You may need to wait several seconds for the results. You can get a bigger version of the graph by clicking the Zoom button in the Plots pane.

We can enhance our understanding of the distribution by producing summary statistics. The command favstats will give us the five-number summary and the mean for the distribution:

favstats(~pop2020, data=counties)

What are the mean and median populations for counties? Which one is larger? Does that make sense based on the shape of the distribution?

Even though the precise shape of the distribution cannot be fully seen in this histogram, we can definitely note that the distribution is extremely skewed to the right. Explain how this makes sense given what you know about regional population distribution in the U.S.

In the above histogram, almost all of the counties are thrown into a single bin, and not much can be said about the distribution (e.g. number and location of modes). We can filter the data to exclude counties with large population (e.g. require pop2020 <= 2e6). We can use the “piping” command for this to pipe the counties through a filter. The command for this is:

histogram(~pop2020, data=counties %>% filter(pop2020 <= 2e6))

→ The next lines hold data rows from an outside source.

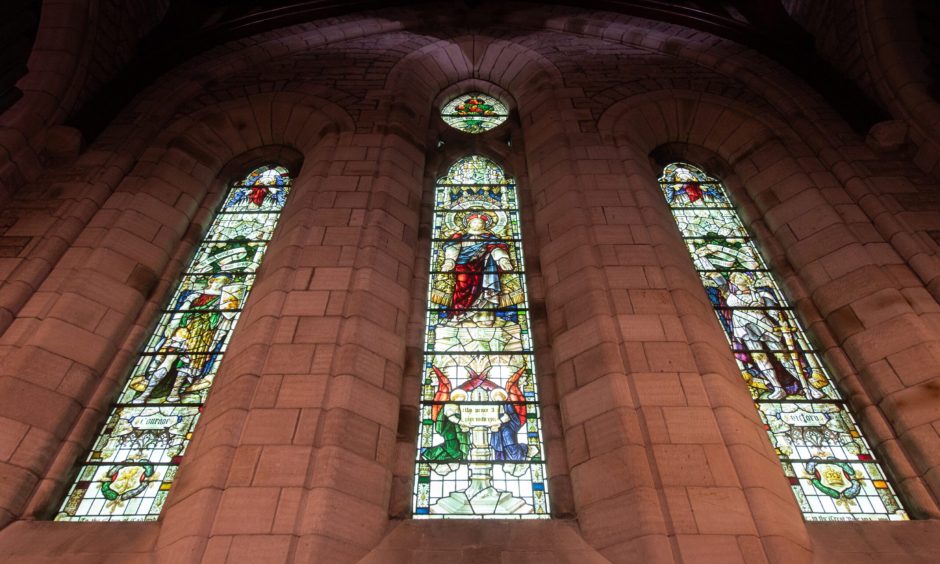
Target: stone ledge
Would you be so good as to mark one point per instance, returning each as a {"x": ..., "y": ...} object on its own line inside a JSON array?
[
  {"x": 47, "y": 541},
  {"x": 546, "y": 541}
]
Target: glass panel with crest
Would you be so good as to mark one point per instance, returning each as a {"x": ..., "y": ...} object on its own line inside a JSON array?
[
  {"x": 480, "y": 450},
  {"x": 474, "y": 113},
  {"x": 832, "y": 471},
  {"x": 131, "y": 467}
]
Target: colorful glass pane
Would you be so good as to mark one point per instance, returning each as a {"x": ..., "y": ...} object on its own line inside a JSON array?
[
  {"x": 832, "y": 471},
  {"x": 480, "y": 450},
  {"x": 131, "y": 467},
  {"x": 474, "y": 113}
]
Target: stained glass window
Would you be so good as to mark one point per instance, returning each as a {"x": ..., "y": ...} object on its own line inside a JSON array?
[
  {"x": 832, "y": 471},
  {"x": 129, "y": 471},
  {"x": 474, "y": 113},
  {"x": 480, "y": 451}
]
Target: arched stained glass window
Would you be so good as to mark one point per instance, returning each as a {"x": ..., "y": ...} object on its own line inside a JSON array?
[
  {"x": 474, "y": 113},
  {"x": 129, "y": 471},
  {"x": 480, "y": 451},
  {"x": 831, "y": 469}
]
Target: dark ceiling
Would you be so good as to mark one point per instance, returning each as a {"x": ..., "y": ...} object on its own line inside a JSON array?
[{"x": 191, "y": 27}]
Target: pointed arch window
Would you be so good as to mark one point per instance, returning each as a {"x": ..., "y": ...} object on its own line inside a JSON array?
[
  {"x": 832, "y": 471},
  {"x": 480, "y": 450},
  {"x": 131, "y": 467}
]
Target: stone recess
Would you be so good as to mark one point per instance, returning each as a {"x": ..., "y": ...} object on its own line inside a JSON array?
[{"x": 306, "y": 446}]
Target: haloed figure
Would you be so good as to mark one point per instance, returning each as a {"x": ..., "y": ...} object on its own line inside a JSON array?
[
  {"x": 476, "y": 257},
  {"x": 762, "y": 335}
]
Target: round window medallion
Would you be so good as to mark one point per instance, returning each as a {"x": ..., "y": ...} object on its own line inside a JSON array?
[{"x": 474, "y": 113}]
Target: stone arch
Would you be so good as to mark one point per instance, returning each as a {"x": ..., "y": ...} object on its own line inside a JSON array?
[
  {"x": 807, "y": 241},
  {"x": 167, "y": 200}
]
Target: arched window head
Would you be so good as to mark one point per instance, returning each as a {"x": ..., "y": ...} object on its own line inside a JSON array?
[
  {"x": 131, "y": 467},
  {"x": 474, "y": 112},
  {"x": 480, "y": 451},
  {"x": 832, "y": 471}
]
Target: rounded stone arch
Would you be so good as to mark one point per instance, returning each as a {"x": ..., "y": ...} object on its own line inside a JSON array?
[
  {"x": 170, "y": 197},
  {"x": 440, "y": 68},
  {"x": 763, "y": 162}
]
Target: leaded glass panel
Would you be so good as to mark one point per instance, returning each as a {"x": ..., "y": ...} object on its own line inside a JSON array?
[
  {"x": 474, "y": 113},
  {"x": 130, "y": 469},
  {"x": 832, "y": 471},
  {"x": 480, "y": 450}
]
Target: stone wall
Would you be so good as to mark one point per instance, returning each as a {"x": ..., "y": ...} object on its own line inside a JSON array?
[{"x": 306, "y": 447}]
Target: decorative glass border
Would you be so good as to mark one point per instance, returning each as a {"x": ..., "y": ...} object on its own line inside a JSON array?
[
  {"x": 480, "y": 448},
  {"x": 131, "y": 467},
  {"x": 832, "y": 471}
]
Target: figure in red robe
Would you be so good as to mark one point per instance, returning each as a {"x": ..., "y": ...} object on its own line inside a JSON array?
[{"x": 476, "y": 257}]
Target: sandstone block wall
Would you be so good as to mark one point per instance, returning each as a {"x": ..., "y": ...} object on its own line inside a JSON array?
[{"x": 306, "y": 447}]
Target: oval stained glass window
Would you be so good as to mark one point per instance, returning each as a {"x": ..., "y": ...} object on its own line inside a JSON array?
[{"x": 474, "y": 112}]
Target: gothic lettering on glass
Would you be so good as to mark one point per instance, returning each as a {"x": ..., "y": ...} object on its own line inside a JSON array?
[
  {"x": 832, "y": 471},
  {"x": 474, "y": 113},
  {"x": 480, "y": 451},
  {"x": 129, "y": 471}
]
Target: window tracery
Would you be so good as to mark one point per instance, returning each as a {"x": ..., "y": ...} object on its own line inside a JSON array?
[
  {"x": 831, "y": 469},
  {"x": 480, "y": 450},
  {"x": 129, "y": 471}
]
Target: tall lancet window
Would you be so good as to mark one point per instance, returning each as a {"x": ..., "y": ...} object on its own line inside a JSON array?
[
  {"x": 129, "y": 471},
  {"x": 480, "y": 451},
  {"x": 832, "y": 471}
]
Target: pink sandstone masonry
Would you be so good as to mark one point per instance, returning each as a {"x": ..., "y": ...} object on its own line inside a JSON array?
[{"x": 305, "y": 449}]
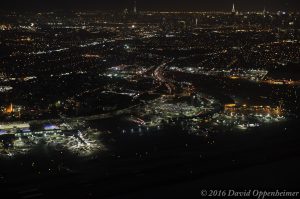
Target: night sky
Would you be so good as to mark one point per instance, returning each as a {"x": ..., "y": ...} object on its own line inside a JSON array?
[{"x": 161, "y": 5}]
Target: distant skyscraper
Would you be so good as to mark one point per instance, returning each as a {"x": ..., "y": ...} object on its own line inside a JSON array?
[
  {"x": 134, "y": 8},
  {"x": 233, "y": 9}
]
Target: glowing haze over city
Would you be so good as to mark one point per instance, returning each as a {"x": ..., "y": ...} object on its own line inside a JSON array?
[{"x": 149, "y": 99}]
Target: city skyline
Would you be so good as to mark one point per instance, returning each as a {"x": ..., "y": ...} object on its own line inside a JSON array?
[{"x": 166, "y": 5}]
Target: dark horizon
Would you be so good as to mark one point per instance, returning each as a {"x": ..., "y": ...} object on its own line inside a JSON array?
[{"x": 155, "y": 5}]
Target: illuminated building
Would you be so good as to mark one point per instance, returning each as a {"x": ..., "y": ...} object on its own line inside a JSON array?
[
  {"x": 134, "y": 8},
  {"x": 10, "y": 109},
  {"x": 233, "y": 11}
]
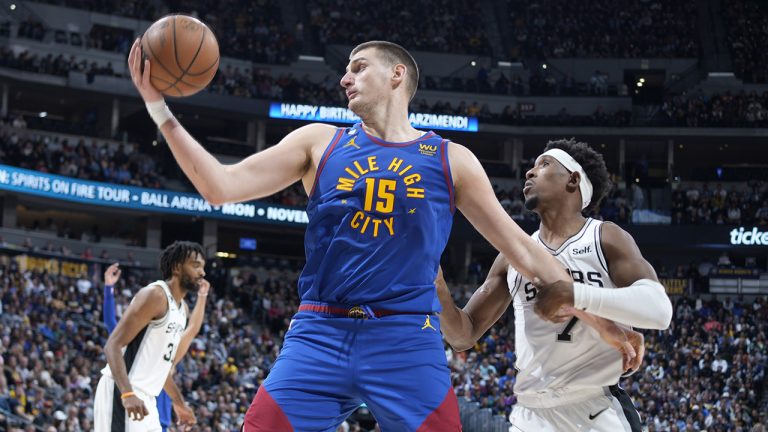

This histogram is still lacking in detail, and we should filter out even more values. Adjust the histogram command to use a lower cutoff point than 2 million. Use your judgment to find a cutoff so that the main pattern of the distribution is clearly shown. How many modes does the distribution have and what are their approximate values (these modes represent “typical” county populations)?

The following command shows the percent of residents of each county that are foreign-born, broken down by state. You can enter the whole thing in a single line, or create line breaks with the <enter> key.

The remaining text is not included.